Slave labour in Leicester’s garment sweatshops has been a known issue since at least January when Mr Bridgen raised a question on the problem in Parliament.

However, Leicester becoming the first city to go back under lockdown following a spike in new COVID-19 cases has drawn more considerable attention to the widespread illegal working practices amongst the town’s some 1,500 textile factories. Local lawmakers have blamed the new wave of outbreaks on the fact that many youths do not speak English and are unable to understand medical guidance. Ethnic minority households having a higher prevalence of multigenerational occupants, increasing the risk of passing the contagion to more vulnerable and elderly members of families, has also been blamed.

Mr Bridgen had, however, suggested that the spike was due to factories remaining open during the lockdown when they should have been shut, with little or no social distancing being observed. The National Crime Agency later announced an investigation into slavery in the city.

An open secret, reports claim that police were aware of the illegal working practices but were too frightened to intervene for fear of appearing racist. A similar politically correct anxiety prevented police from investigating Pakistani Muslim-origin grooming gangs which systematically exploited and raped mostly white, working-class girls in cities like Rotherham and Manchester.

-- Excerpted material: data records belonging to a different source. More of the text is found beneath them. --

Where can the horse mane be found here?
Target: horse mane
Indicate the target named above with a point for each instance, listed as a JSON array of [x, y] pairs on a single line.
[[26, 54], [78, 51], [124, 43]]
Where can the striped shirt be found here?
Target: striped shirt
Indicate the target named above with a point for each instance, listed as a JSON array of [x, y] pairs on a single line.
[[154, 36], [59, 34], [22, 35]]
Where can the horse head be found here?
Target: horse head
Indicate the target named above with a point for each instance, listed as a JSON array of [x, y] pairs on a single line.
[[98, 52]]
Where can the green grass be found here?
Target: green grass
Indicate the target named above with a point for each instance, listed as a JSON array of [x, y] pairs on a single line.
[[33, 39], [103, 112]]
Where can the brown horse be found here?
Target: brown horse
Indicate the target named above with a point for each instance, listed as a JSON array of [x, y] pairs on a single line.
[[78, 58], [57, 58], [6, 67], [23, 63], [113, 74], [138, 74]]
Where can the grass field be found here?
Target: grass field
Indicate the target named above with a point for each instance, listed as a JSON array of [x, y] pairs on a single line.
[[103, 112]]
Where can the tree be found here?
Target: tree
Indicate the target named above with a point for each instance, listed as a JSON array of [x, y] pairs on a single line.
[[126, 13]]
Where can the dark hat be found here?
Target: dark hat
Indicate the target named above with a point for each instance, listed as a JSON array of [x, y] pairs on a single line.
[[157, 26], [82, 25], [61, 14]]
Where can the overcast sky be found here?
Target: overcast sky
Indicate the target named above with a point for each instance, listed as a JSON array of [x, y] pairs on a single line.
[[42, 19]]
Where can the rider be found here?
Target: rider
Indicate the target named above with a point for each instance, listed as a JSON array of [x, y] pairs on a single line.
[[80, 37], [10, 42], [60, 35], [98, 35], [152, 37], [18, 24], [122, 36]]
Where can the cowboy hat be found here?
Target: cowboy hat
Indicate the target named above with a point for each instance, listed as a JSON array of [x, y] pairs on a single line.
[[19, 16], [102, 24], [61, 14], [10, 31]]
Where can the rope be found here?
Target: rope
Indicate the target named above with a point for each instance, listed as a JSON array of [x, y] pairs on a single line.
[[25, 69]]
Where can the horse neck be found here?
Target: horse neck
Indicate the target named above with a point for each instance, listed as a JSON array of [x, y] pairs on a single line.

“This scandal has been hiding in plain sight, and there are concerns cultural sensibilities could be in part to blame for why these appalling working practices haven’t been properly investigated,” a source close to Home Secretary Priti Patel had said. Her comments were subsequently criticised by local Labour MP Webbe who said it was more down to “the failure of the government to protect mainly women from migrant communities” by not giving enough money to local authorities and the Health and Safety Executive.

While a leader for Leicester’s Sikh community Raj Mann said that “within the Asian community people generally turn a blind eye to workers in the community who are on less than the minimum wage”. Mr Mann also said that textile factory owners would share intelligence ahead of inspections or police raids, as well as details on “cheap workers”.